Comets, such as asteroids, are small celestial bodies that orbit the Sun. However, unlike asteroids, comets are mainly composed of frozen ammonia, methane or water, and contain only small amounts of rocky material. As a conclusion of this composition, comets have been given the short name of dirty snowballs. Read below Facts about Comets
FACTS ABOUT COMETS
Sometimes comets are called “dirty snowballs” or “cosmic snowballs.” This is because they are mainly composed of ice, rock, gas, and dust.
Comets orbit the Sun in elliptical paths, as do planets. However, the path of a comet is much more elliptical than that of any planet.
A comet has four components: a nucleus, a comma, a dust tail, and an ion tail. The nucleus of a comet carries the massive majority of its total mass.
Comets have a halo when they move near the Sun. What happens is that solar radiation vaporizes ice and gaseous gas in the comet in a halo around it. The halo is known as the coma of comets.
The ion tail of a comet is the result of solar winds that expel gas particles directly from the Sun.
A comet’s dust tail is a trail of dust and rocky material that is left behind as it moves along its orbital path.
It is believed that comets originate from one of two regions: theorized Oort Cloud or the Kuiper Belt that lies beyond the orbit of Neptune and the dwarf planet Pluto.
The Oort cloud is an outer region of the Solar System 50,000-150.00 times the distance from the Sun to Earth that is believed to contain dormant comets. Some of the comets that originate here have orbits that last millions of years.
The Kuiper Belt is a ring of dormant comets located beyond the orbit of Neptune. Comets that originate here have orbits that last hundreds of years or less.
The most famous comet is Halley’s comet. It has been observed since at least 240 a. C. Its orbit makes it observable from Earth every 76 years. It was named after British astronomer Edmond Halley.
Notable comets include Hale-Bopp comet, which was discovered in 1995 and Hyakutake comet, discovered in 1996.
There are more than 3,000 kites known today. Scientists believe there will be up to one billion comets in our solar system.
A large comet is one that is bright enough to be visible from Earth without the need for a telescope. Approximately a large comet occurs every ten years.
In facts, there are several famous comets, some known to ancient humans and others that appeared recently. Below are the best-known comets.
Halley comet. In 1705, while studying the orbits of several known comets, Edmond Halley discovered that the comet observed in 1531, 1607 and 1682 was one in it. As a result of Halley’s discovery, the comet bears his name. Halley’s comet is observable every 75 to 76 years.
Comet Hale-Bopp. Comet Hale-Bopp is best known to most people for the highly publicized California cult that believed the comet was a spaceship. It was last visible in 1997 and will not be visible again for approximately 2,300 years. It is named after its co-discoverers, Alan Hale and Thomas Bopp.
Comet Shoemaker-Levy 9. Shoemaker-Levy 9, also known as SL 9, was a chain of comets that were captured by Jupiter’s gravity and subsequently began an orbit around the planet.

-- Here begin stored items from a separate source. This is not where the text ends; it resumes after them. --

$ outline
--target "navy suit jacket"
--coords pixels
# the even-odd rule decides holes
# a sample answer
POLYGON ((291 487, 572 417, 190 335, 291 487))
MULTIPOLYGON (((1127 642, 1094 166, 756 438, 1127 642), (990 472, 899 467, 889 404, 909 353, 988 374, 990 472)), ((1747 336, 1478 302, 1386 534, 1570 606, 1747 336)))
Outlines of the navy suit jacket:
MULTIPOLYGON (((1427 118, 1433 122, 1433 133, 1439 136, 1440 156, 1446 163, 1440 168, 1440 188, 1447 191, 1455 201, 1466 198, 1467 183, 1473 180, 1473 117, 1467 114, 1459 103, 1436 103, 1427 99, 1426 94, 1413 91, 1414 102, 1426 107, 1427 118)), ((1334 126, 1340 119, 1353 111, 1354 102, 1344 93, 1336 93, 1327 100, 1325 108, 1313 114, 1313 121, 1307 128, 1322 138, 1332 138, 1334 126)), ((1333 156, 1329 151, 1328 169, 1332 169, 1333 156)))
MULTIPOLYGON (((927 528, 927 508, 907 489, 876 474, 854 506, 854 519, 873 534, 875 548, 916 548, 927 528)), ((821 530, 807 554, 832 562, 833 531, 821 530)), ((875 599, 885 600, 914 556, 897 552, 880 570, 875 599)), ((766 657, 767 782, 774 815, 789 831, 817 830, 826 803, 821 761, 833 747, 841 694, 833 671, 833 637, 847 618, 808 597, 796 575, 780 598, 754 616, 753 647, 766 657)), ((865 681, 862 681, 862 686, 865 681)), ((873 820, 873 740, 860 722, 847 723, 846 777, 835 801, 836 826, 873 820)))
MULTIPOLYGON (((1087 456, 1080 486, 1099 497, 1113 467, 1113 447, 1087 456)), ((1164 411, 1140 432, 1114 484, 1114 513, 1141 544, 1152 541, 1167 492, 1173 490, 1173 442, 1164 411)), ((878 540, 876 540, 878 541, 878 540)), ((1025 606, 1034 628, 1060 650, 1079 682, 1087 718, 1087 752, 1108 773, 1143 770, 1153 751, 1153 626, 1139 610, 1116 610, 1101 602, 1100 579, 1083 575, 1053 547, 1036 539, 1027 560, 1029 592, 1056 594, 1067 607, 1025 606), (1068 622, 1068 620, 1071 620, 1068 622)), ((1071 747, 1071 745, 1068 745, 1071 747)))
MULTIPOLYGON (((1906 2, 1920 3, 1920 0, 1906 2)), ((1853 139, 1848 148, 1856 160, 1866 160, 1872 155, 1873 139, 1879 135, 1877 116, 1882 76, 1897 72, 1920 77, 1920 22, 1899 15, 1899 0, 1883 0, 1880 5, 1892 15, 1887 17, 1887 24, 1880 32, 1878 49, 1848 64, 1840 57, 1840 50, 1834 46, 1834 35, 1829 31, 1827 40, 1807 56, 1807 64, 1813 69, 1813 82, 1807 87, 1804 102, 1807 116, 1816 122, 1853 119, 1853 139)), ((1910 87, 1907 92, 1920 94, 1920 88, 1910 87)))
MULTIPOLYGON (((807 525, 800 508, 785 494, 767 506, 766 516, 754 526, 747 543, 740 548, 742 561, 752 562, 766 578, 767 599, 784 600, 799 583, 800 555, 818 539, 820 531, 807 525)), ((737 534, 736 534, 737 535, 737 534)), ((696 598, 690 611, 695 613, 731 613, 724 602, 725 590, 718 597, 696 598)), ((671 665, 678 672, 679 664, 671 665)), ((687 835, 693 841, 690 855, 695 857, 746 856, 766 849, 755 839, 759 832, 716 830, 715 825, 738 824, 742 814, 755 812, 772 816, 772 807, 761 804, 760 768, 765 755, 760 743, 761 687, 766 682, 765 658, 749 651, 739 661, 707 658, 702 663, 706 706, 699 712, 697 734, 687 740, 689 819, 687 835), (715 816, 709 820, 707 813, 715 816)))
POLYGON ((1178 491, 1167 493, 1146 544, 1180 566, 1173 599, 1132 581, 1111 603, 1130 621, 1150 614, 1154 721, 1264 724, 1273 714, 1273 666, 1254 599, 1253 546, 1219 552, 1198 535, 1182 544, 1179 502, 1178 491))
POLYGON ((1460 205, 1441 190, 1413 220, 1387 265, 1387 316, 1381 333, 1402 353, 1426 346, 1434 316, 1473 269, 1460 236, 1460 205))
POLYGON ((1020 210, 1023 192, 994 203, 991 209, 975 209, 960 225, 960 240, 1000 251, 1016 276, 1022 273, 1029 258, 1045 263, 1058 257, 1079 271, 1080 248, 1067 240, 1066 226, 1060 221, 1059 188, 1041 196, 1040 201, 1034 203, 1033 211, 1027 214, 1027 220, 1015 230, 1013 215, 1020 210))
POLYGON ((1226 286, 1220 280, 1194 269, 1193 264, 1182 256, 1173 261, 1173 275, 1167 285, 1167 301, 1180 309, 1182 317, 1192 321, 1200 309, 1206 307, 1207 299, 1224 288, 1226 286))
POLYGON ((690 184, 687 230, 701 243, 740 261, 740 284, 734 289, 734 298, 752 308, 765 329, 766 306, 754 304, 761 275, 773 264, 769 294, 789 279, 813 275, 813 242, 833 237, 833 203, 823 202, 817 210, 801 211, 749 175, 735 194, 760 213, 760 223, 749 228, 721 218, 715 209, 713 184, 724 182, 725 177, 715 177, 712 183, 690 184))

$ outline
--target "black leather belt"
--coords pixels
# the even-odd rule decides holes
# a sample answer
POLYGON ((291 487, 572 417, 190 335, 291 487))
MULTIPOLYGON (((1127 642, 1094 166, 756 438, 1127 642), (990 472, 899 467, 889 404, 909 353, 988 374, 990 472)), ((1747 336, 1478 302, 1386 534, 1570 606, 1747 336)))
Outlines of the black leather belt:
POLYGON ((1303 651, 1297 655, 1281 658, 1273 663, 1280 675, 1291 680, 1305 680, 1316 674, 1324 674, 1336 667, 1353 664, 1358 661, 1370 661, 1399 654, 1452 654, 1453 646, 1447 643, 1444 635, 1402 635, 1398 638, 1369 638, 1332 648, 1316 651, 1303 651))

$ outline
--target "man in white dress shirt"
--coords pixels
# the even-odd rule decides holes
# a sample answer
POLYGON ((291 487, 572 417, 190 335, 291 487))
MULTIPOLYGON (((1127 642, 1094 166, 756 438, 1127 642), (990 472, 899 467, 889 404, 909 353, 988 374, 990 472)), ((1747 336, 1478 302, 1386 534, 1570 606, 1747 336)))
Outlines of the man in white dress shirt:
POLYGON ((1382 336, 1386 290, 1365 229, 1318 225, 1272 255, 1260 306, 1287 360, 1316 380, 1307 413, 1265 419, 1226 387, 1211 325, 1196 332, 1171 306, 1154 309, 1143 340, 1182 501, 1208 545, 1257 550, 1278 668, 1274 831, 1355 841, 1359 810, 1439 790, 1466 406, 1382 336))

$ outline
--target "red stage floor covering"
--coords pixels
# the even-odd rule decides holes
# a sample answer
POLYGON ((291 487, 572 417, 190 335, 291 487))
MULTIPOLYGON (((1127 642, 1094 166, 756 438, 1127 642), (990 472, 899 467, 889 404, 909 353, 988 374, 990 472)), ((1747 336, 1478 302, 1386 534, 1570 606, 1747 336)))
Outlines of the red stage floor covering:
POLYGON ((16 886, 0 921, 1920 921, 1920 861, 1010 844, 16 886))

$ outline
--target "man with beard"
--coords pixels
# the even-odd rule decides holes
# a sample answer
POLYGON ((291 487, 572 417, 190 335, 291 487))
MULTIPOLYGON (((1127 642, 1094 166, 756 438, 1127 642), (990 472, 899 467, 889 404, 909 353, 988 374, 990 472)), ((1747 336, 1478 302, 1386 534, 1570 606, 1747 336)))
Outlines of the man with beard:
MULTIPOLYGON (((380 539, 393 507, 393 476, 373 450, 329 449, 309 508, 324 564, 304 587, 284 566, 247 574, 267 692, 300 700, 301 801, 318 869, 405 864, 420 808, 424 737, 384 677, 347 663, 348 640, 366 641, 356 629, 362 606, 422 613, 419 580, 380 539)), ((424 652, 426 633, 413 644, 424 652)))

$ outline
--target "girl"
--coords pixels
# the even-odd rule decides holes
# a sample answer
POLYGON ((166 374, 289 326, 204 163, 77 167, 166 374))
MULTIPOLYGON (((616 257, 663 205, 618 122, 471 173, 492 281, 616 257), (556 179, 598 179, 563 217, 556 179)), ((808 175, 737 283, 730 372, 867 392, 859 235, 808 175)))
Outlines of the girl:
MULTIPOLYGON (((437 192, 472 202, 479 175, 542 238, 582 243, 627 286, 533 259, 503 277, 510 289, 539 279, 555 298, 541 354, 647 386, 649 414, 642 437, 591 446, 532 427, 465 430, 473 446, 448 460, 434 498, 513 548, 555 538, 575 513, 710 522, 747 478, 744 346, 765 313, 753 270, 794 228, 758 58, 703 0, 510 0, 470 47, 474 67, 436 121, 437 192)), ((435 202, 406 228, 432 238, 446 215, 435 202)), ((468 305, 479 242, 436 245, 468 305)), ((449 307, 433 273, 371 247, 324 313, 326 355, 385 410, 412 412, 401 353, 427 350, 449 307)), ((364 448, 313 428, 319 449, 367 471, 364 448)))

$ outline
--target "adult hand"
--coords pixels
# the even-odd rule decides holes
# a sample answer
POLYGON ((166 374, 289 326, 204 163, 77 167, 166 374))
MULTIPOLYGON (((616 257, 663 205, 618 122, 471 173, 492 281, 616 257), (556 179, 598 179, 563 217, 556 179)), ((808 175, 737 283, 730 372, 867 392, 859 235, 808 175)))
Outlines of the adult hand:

However, the SL 9 orbit assumed on Jupiter was very irregular and, as a result of this irregularity, the SL 9 crashed into Jupiter on a bright screen during the week of July 16, 1994. Shoemake-Levy 9 is named of his discoverers, Gene Zapatero, Carolyn Shoemaker, and David Levy.
Other facts about Comets
Humanity has seen comets for millennia. However, scientists have determined that, given the “shedding” of material each time a comet orbits near the Sun, the life of a comet can be only thousands of years, a relatively small number compared to the useful life Of the solar system.
Therefore, scientists have concluded that if comets are still present in the Solar System today, then there must be a comet nursery somewhere in the Solar System, otherwise, all comets would have followed the course of their lives a long time.
In addition, since we have determined that almost all internal objects of the Solar System, the only place left for this deposit of new comets to exist is in the external Solar System.
In the course of the second half of the twentieth century, the evidence provided by the orbits of comets suggested that there is not a single region outside the Solar System that produces comets, but two.
The first of these regions is what is known as the Kuiper Belt, a band of comets similar in many ways to the Asteroid Belt found in the inner Solar System. Comets that originate in this region have relatively short orbital periods and orbit around the Sun in approximately the same plane as the planets.
The second region, called Oort Cloud, is a region further away than the Kuiper Belt and is essentially a spherical shell. Comets that come from this area have much longer orbital periods than those in the Kuiper Belt. In addition, the orbital plane of the Oort Cloud comets may be drastically inclined towards the planetary orbital plane.
As for how a comet that originates in one of these regions acquires an orbit that takes it to the inner Solar System, current theories propose that it can be hit in its new orbit through collisions with another comet or its orbit can be altered by gravitational force of an interstellar object that passes near the outer Solar System.